Sequencing
Sequencing: how is DNA read?
April 2009
By Olena Morozova
Tags: basics, techniques
There are 46 DNA molecules in a human cell, and each of these molecules is essentially a long string of letters. Information encoded in these letters is used as a set of instructions that determine how a cell and the whole organism functions. Mistakes in these letters, or “mutations”, underlie many genetic diseases, such as cancer.
DNA is a long chain of letters
DNA molecule is a double helix composed of two strands that are put together based on the principle of complementary base pairing. Each DNA chain inside the double helix is a string of repeating subunits, called deoxyribonucleotides (dNTPs). An individual dNTP is composed of one of the four bases: adenine (A), cytosine (C), guanine (G) and thymine (T) that is attached to a sugar/phosphate. Complementary base pairing inside the double helix means that A only pairs with T, while C only pairs with G. Therefore, by knowing the letters on one strand, the letters on the other strand can be easily inferred.
The double-stranded helix is tightly packaged inside the small space of the cell nucleus.
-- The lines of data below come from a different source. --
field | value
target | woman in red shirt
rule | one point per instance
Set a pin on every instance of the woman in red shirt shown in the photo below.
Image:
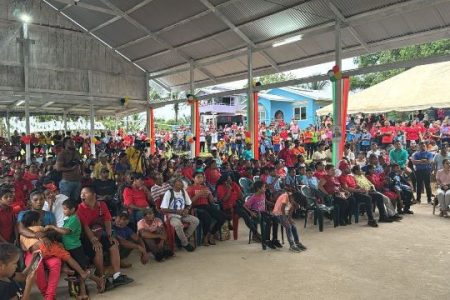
(203, 201)
(228, 193)
(136, 198)
(330, 186)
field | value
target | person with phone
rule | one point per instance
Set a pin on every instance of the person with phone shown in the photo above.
(9, 289)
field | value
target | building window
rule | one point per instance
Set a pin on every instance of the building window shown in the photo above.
(300, 113)
(262, 113)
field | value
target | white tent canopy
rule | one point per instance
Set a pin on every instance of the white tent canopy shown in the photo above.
(421, 87)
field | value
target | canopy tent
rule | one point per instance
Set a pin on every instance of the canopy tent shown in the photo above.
(418, 88)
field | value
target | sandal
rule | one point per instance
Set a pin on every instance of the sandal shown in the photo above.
(102, 286)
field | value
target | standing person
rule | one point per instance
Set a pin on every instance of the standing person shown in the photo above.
(176, 204)
(47, 283)
(202, 201)
(398, 155)
(97, 236)
(68, 162)
(9, 289)
(422, 161)
(443, 191)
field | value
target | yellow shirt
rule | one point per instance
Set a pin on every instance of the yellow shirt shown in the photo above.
(98, 168)
(135, 159)
(364, 183)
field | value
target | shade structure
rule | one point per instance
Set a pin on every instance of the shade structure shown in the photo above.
(419, 88)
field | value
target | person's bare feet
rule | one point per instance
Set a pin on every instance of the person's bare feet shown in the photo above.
(145, 258)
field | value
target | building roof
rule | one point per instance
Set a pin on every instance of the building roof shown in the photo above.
(166, 37)
(312, 94)
(418, 88)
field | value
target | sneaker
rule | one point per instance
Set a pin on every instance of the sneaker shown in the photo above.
(385, 220)
(301, 246)
(277, 243)
(168, 253)
(270, 244)
(294, 248)
(189, 248)
(372, 223)
(122, 280)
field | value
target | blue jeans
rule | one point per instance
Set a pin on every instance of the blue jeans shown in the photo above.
(71, 189)
(291, 229)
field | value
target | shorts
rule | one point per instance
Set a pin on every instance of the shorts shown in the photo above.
(87, 245)
(80, 257)
(54, 250)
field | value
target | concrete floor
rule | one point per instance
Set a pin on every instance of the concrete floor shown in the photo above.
(403, 260)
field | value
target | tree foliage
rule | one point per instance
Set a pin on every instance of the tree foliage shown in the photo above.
(274, 78)
(389, 56)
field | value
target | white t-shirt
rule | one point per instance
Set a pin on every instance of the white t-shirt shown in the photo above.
(178, 202)
(57, 209)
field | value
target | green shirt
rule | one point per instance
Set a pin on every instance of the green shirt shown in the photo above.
(72, 240)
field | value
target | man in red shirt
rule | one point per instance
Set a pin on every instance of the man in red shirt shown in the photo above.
(387, 134)
(95, 220)
(22, 189)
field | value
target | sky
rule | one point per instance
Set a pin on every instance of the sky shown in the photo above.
(167, 112)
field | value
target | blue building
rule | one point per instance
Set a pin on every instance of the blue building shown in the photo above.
(292, 103)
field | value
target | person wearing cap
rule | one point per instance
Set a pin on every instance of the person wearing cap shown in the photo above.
(54, 202)
(422, 161)
(102, 164)
(68, 163)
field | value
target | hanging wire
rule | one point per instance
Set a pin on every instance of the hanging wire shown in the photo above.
(298, 9)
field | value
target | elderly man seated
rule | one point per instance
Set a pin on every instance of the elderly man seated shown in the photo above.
(443, 191)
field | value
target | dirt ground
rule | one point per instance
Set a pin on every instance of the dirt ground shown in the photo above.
(402, 260)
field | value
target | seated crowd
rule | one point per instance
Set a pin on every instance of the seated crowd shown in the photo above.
(85, 216)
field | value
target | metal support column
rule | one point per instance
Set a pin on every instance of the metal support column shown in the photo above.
(65, 120)
(337, 115)
(193, 111)
(92, 126)
(250, 99)
(8, 126)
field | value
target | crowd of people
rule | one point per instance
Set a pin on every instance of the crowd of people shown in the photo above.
(84, 215)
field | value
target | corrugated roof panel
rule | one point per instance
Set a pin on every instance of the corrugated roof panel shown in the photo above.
(161, 13)
(119, 32)
(246, 10)
(228, 67)
(284, 22)
(146, 47)
(219, 44)
(286, 52)
(352, 7)
(125, 5)
(86, 17)
(196, 29)
(421, 20)
(163, 61)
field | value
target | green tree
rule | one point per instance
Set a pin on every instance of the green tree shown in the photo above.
(274, 78)
(411, 52)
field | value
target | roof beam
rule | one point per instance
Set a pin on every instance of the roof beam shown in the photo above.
(352, 30)
(158, 39)
(85, 5)
(239, 32)
(369, 16)
(174, 25)
(285, 8)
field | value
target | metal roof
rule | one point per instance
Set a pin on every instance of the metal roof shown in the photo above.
(166, 37)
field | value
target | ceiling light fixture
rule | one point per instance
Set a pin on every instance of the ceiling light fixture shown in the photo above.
(289, 40)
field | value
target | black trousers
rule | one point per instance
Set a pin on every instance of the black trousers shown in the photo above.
(423, 178)
(209, 215)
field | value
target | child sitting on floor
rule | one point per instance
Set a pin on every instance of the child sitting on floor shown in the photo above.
(31, 220)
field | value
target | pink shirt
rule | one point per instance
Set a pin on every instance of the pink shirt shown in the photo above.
(443, 177)
(256, 203)
(153, 227)
(282, 199)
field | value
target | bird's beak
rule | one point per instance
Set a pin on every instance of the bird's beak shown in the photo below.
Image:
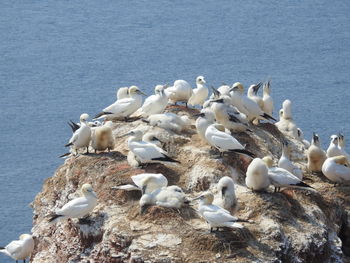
(198, 115)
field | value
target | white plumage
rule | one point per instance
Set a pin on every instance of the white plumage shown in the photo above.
(78, 207)
(257, 175)
(216, 216)
(123, 108)
(199, 94)
(19, 249)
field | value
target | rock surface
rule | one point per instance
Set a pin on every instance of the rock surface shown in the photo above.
(291, 226)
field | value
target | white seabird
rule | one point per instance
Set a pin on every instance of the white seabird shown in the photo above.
(224, 142)
(169, 121)
(257, 178)
(246, 105)
(154, 104)
(19, 249)
(122, 93)
(82, 136)
(226, 197)
(285, 163)
(78, 207)
(280, 177)
(267, 99)
(301, 138)
(337, 169)
(170, 196)
(181, 91)
(333, 149)
(228, 115)
(216, 216)
(199, 94)
(146, 183)
(315, 155)
(146, 152)
(123, 108)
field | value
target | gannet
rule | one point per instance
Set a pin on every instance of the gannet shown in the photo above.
(223, 141)
(144, 151)
(246, 105)
(169, 121)
(315, 155)
(286, 123)
(123, 108)
(252, 93)
(285, 163)
(333, 149)
(200, 93)
(341, 145)
(102, 138)
(205, 118)
(226, 197)
(181, 91)
(301, 138)
(228, 115)
(280, 177)
(82, 136)
(257, 175)
(154, 104)
(267, 99)
(122, 93)
(170, 196)
(78, 207)
(337, 169)
(145, 182)
(216, 216)
(19, 249)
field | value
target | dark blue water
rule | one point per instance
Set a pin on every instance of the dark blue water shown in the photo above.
(62, 58)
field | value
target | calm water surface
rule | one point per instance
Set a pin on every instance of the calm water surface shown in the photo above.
(62, 58)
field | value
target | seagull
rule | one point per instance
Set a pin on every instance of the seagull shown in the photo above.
(169, 121)
(252, 94)
(333, 149)
(226, 197)
(154, 104)
(257, 177)
(78, 207)
(122, 93)
(19, 249)
(228, 115)
(102, 138)
(224, 142)
(315, 155)
(280, 177)
(285, 163)
(286, 123)
(246, 105)
(169, 196)
(145, 182)
(267, 99)
(337, 169)
(180, 91)
(301, 138)
(82, 136)
(144, 151)
(205, 118)
(200, 93)
(216, 216)
(123, 108)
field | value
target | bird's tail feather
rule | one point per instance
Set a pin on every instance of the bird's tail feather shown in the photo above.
(243, 151)
(54, 217)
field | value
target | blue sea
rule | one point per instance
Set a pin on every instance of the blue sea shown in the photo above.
(59, 59)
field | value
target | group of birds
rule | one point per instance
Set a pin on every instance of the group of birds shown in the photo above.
(228, 110)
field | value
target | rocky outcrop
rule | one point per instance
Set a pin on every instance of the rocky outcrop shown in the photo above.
(291, 226)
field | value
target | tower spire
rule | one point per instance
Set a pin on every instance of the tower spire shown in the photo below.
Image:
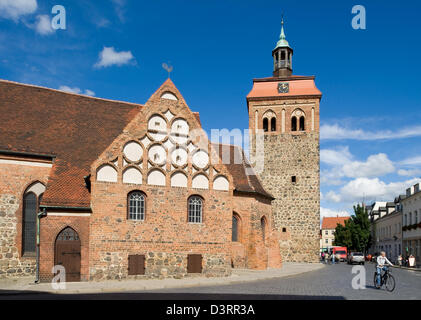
(282, 55)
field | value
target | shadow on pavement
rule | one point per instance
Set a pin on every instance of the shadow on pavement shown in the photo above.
(34, 295)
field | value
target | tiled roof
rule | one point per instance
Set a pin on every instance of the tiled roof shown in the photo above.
(298, 86)
(74, 128)
(332, 222)
(245, 178)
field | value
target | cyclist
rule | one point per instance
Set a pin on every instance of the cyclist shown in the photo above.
(381, 265)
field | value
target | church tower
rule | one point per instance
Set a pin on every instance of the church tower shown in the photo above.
(285, 150)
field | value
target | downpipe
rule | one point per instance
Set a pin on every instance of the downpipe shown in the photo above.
(40, 215)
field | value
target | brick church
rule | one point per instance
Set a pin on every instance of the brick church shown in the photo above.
(110, 189)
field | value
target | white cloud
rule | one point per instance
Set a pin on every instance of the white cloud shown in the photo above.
(369, 189)
(343, 165)
(325, 212)
(335, 132)
(411, 161)
(375, 166)
(76, 90)
(43, 25)
(119, 9)
(409, 172)
(336, 157)
(14, 9)
(109, 57)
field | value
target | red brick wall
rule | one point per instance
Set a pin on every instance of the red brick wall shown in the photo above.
(50, 228)
(165, 236)
(251, 251)
(15, 179)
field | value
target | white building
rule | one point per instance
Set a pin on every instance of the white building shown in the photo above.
(411, 210)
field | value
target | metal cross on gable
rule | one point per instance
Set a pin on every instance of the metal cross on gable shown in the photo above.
(167, 67)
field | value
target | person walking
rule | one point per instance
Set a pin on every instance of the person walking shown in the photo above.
(382, 263)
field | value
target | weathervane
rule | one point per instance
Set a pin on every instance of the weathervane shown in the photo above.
(168, 68)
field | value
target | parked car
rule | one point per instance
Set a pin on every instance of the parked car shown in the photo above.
(340, 253)
(356, 257)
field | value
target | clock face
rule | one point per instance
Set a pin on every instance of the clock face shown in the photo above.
(283, 87)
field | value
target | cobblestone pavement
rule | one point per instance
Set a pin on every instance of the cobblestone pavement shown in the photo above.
(332, 282)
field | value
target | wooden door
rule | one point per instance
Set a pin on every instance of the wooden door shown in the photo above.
(136, 265)
(194, 263)
(68, 254)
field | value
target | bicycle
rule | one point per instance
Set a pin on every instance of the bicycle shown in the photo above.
(386, 280)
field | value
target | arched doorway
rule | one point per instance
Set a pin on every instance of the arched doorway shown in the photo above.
(67, 253)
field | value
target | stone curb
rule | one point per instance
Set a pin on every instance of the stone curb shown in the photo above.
(201, 282)
(407, 268)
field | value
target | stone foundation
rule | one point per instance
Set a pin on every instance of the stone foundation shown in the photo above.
(11, 264)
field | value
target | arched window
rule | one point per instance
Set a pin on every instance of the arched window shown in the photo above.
(263, 226)
(136, 206)
(29, 234)
(273, 124)
(195, 214)
(265, 125)
(235, 228)
(294, 124)
(302, 124)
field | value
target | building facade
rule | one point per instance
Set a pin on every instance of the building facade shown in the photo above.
(387, 234)
(411, 210)
(109, 190)
(327, 231)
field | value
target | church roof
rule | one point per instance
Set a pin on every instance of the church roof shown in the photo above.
(245, 178)
(73, 130)
(332, 222)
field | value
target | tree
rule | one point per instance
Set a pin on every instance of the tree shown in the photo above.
(355, 235)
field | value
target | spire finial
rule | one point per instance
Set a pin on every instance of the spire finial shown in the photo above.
(282, 38)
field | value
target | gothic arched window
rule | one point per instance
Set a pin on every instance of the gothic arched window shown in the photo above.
(273, 124)
(265, 125)
(235, 228)
(136, 206)
(302, 124)
(294, 124)
(29, 227)
(195, 209)
(263, 226)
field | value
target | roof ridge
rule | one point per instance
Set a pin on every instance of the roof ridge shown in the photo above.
(68, 93)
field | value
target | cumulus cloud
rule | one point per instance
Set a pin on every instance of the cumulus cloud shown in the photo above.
(409, 172)
(15, 9)
(43, 25)
(109, 57)
(369, 189)
(412, 161)
(343, 165)
(336, 132)
(375, 166)
(76, 90)
(340, 156)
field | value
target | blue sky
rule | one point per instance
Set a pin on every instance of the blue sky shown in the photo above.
(370, 111)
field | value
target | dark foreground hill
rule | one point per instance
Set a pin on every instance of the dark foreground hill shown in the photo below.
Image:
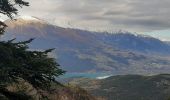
(84, 51)
(25, 91)
(128, 87)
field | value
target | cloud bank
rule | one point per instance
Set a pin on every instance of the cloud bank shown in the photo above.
(103, 15)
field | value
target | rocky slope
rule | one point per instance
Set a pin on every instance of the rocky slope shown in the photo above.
(84, 51)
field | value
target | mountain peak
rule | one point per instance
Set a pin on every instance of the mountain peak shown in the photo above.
(28, 18)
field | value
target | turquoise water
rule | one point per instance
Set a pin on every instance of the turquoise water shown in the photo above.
(85, 75)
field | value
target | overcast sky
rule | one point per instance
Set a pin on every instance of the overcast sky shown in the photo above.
(129, 15)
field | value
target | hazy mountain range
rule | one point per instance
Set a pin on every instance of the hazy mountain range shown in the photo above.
(85, 51)
(128, 87)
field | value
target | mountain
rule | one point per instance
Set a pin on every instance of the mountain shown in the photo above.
(85, 51)
(23, 90)
(128, 87)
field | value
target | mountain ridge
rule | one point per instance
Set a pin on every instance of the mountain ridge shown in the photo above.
(85, 51)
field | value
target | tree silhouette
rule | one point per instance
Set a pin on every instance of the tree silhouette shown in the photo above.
(18, 62)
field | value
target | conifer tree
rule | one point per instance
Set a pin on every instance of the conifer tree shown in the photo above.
(18, 62)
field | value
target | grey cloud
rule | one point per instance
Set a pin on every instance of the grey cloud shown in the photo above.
(130, 15)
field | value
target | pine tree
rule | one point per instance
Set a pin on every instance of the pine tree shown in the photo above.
(18, 62)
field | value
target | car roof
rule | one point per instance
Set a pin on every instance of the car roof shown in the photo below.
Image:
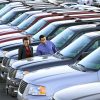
(82, 27)
(82, 91)
(93, 34)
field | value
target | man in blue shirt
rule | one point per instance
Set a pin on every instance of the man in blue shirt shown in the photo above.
(45, 47)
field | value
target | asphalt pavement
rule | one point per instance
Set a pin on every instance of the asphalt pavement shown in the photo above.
(3, 95)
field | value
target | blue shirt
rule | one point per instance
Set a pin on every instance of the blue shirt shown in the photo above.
(47, 48)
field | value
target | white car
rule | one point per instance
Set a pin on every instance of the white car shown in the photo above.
(90, 91)
(42, 84)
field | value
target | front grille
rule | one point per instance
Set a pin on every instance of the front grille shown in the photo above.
(22, 86)
(12, 73)
(4, 61)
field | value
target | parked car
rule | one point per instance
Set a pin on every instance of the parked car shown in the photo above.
(51, 19)
(15, 32)
(90, 91)
(9, 7)
(86, 71)
(31, 21)
(60, 58)
(68, 4)
(3, 3)
(11, 15)
(57, 27)
(19, 19)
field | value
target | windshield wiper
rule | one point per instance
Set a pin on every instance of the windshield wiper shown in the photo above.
(81, 67)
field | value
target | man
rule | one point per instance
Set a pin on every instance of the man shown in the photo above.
(25, 50)
(45, 47)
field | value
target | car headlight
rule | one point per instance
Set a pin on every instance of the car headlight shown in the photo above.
(20, 74)
(37, 90)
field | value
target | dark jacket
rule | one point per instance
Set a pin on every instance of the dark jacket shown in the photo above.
(22, 52)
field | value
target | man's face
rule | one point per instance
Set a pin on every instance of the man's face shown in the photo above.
(43, 40)
(26, 42)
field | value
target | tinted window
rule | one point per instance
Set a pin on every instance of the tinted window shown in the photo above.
(75, 47)
(92, 61)
(36, 27)
(26, 23)
(19, 20)
(46, 31)
(7, 16)
(62, 38)
(4, 10)
(57, 31)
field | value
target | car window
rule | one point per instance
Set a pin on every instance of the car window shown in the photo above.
(26, 22)
(94, 46)
(36, 27)
(19, 20)
(57, 31)
(91, 61)
(75, 47)
(62, 38)
(46, 31)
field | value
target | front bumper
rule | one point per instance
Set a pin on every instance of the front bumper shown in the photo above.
(12, 85)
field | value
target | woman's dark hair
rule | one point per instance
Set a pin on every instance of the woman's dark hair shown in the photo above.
(41, 36)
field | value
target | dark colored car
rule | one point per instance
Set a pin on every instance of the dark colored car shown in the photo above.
(12, 14)
(60, 58)
(9, 7)
(32, 22)
(84, 72)
(19, 20)
(57, 27)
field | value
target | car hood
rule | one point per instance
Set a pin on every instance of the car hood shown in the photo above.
(34, 61)
(47, 72)
(9, 37)
(8, 43)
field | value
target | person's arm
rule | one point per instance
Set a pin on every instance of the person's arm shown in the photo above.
(20, 53)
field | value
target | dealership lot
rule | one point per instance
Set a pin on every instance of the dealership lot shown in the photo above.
(3, 95)
(70, 35)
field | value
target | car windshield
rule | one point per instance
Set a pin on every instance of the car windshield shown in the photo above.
(36, 27)
(4, 10)
(26, 23)
(75, 47)
(46, 31)
(7, 16)
(92, 61)
(19, 20)
(63, 37)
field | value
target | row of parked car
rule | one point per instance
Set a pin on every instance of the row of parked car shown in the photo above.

Did you know that if you took a single human DNA molecule and stretched it out, it would be 2 meters long? And yet you cannot even see it with your naked eye when it’s packaged in the cell!
DNA letters are organized into a genome
The total DNA content of a cell is called the genome. In humans, the genome is distributed over 23 pairs of chromosomes. The identity and the sequence of the bases in the genome contain the necessary information needed to make an organism. This information is organized into units, or genes, each of which determines a particular property or function of a cell or the organism.
Thus, genome sequence holds a key to understanding an organism, including any genetic diseases that are associated with alterations of the DNA sequence. Because of this, learning to “read” DNA has been of prime interest to scientists for many decades.
DNA molecule is “read” by making its complementary copy
While DNA seems to be “read” instantaneously using a fancy machine in many science fiction movies and TV shows, determining the identity and order of letters in the DNA is still not a trivial task in the contemporary world. Main challenges are the length of a DNA molecule (billions of letters!) and its tight packaging inside the nucleus. In fact, before a DNA molecule can be “read”, it needs to be separated from its associated proteins. In addition, due to the structural similarity of the four DNA bases, it is very difficult to determine their exact identity and order in an intact molecule. In practice, DNA sequencing is accomplished via a chemical reaction, most commonly by synthesizing a new DNA strand.
DNA sequencing, as we know it today, dates back to 1977, when a British scientist, Frederick Sanger, introduced the first efficient method known as “dideoxy sequencing”, or “Sanger sequencing”. While there were other methods proposed at the time, the Sanger method gained the most popularity because of its relative simplicity and capacity for being automated. This method relies on DNA synthesis in the presence of four deoxyribonucleotide (dNTP) analogs or copycats, called dideoxyribonucleotide terminators (ddNTPs) that, just like dNTPs, come in four flavours, A, C, T and G.
To make a new DNA chain, dNTPs are added one at a time using the letters in the complementary strand to guide which of the four dNTPs should be added at a particular time. Remember, A can only pair with T, while G only pairs with C! One analogy to this process would be to think of the four dNTPs as four Lego blocks of different colors that are stacked on top of each other using tops that are found on each Lego block.
The chemical difference between a dNTP and ddNTP is such that if a ddNTP is added to the growing chain, the chain cannot be made any longer and a chain ending with the ddNTP results. Using the Lego block analogy, if accidentally a Lego block without tops is added, no block can be stacked on top of it resulting in a shorter structure ending with the defective block. The Lego blocks without tops are the ddNTPs.
By labelling the four different ddNTPs with different colours, scientists can tell which one of the four has resulted in the termination event.
In a Sanger sequencing reaction, a new DNA strand is synthesized based on matching the original strand using the principle of complementarity. The synthesis occurs in the presence of fluorescently labelled ddNTPs that, when incorporated into the growing DNA strand, cause synthesis to stop. The length and color of the truncated DNA products can be used to infer what bases were present at each position in the original DNA sequence.
Defective lego blocks, just like ddNTPs, can be added at any position in the growing lego chain. If enough of such chains are made, we could potentially have a chain ending with the defective block (or ddNTP) at every possible position. Remember that the ddNTPs are colored, and the color can tell us which of the four letters, A, C, T, or G are present at that position. By reading the colors of all the different shortened products, the whole DNA sequence can be inferred!
The era of DNA sequencing
The Sanger technology has been the predominant DNA sequencing method for the past thirty years. Three years ago, a panel of new instruments, known as “next-generation sequencing technologies” was introduced to the market. Most of these instruments still use DNA synthesis as the basis for reading DNA; however, due to technological improvements, they promise to be faster and cheaper than Sanger sequencing
We are fortunate to be living in an era of DNA sequencing that has already begun to deliver great discoveries resulting from the whole genome sequencing of humans and other animals.